Na intensa disputa por talento e audiências, o YouTube está a posicionar-se como a ligação definitiva entre criadores de conteúdo e anunciantes. A plataforma foca-se em promover os seus talentos não apenas como a base das redes sociais, mas também como o centro da publicidade, da televisão, do streaming e do entretenimento em geral.
Durante o evento anual para anunciantes realizado em Nova Iorque, a empresa apresentou um novo leque de programas exclusivos apresentados por nomes de peso, incluindo um formato de viagens com Trevor Noah, uma série documental sobre a Met Gala com Alex Cooper e produções de Kareem Rahma.
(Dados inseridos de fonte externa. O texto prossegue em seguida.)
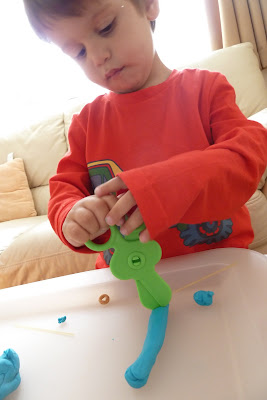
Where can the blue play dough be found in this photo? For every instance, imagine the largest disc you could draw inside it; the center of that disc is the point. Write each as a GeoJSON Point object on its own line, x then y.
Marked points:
{"type": "Point", "coordinates": [138, 373]}
{"type": "Point", "coordinates": [203, 297]}
{"type": "Point", "coordinates": [9, 373]}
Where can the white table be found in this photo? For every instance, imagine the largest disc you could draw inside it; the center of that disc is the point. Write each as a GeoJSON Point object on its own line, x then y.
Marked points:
{"type": "Point", "coordinates": [212, 353]}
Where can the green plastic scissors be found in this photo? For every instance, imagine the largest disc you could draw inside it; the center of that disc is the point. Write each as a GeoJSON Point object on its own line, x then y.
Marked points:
{"type": "Point", "coordinates": [135, 260]}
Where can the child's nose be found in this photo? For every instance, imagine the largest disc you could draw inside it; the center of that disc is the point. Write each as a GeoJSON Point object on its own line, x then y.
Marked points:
{"type": "Point", "coordinates": [100, 55]}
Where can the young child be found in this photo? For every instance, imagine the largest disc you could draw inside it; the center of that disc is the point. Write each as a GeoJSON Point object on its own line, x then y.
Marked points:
{"type": "Point", "coordinates": [167, 148]}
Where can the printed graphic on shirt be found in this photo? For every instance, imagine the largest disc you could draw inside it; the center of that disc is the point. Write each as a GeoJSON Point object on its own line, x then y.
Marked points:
{"type": "Point", "coordinates": [205, 233]}
{"type": "Point", "coordinates": [101, 172]}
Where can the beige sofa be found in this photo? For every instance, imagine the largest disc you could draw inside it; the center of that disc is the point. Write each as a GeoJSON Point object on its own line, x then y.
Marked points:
{"type": "Point", "coordinates": [29, 249]}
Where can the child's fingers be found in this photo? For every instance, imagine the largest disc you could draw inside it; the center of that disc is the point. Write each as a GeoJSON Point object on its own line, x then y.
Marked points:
{"type": "Point", "coordinates": [133, 222]}
{"type": "Point", "coordinates": [114, 185]}
{"type": "Point", "coordinates": [120, 209]}
{"type": "Point", "coordinates": [144, 236]}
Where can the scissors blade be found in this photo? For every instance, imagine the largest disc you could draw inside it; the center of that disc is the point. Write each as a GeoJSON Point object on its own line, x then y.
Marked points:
{"type": "Point", "coordinates": [158, 288]}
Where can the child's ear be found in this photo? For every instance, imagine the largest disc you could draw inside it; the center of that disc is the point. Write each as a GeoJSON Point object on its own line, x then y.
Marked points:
{"type": "Point", "coordinates": [152, 9]}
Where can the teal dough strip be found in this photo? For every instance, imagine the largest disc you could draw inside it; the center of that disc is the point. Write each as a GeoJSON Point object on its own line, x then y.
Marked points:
{"type": "Point", "coordinates": [203, 297]}
{"type": "Point", "coordinates": [9, 373]}
{"type": "Point", "coordinates": [138, 373]}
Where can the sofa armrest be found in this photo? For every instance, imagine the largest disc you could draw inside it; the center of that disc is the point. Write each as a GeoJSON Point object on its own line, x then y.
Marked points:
{"type": "Point", "coordinates": [261, 117]}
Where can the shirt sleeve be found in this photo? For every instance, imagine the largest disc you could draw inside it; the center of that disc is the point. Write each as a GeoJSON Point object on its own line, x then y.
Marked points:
{"type": "Point", "coordinates": [71, 183]}
{"type": "Point", "coordinates": [204, 185]}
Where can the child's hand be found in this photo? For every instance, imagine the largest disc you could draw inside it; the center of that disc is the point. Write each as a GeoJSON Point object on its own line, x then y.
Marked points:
{"type": "Point", "coordinates": [124, 204]}
{"type": "Point", "coordinates": [86, 219]}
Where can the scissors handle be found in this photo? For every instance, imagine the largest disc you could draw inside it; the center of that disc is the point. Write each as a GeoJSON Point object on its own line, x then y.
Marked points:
{"type": "Point", "coordinates": [135, 260]}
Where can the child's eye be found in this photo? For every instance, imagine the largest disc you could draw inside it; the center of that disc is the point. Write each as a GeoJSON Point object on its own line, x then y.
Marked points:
{"type": "Point", "coordinates": [108, 29]}
{"type": "Point", "coordinates": [81, 54]}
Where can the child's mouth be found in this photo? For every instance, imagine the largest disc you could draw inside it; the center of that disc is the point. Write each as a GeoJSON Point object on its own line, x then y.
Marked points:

O apelo aos investidores é claro e passa por financiar diretamente estas séries exclusivas numa plataforma que já representa 12,7% de todo o consumo televisivo, segundo os dados da Nielsen.
A ponte entre as marcas e a criação de conteúdo
Do lado dos criadores, o grande atrativo do YouTube sempre foi a partilha relativamente generosa das receitas publicitárias geradas pelas visualizações. No entanto, a empresa tem vindo a adicionar mais formas de rentabilização, como funcionalidades de compras e uma secção dedicada para as marcas encontrarem os criadores ideais para as suas campanhas. Os anunciantes investem cada vez mais em vídeos patrocinados, onde é possível alternar os patrocinadores após o fim de uma campanha, criando essencialmente um cartaz publicitário em constante atualização.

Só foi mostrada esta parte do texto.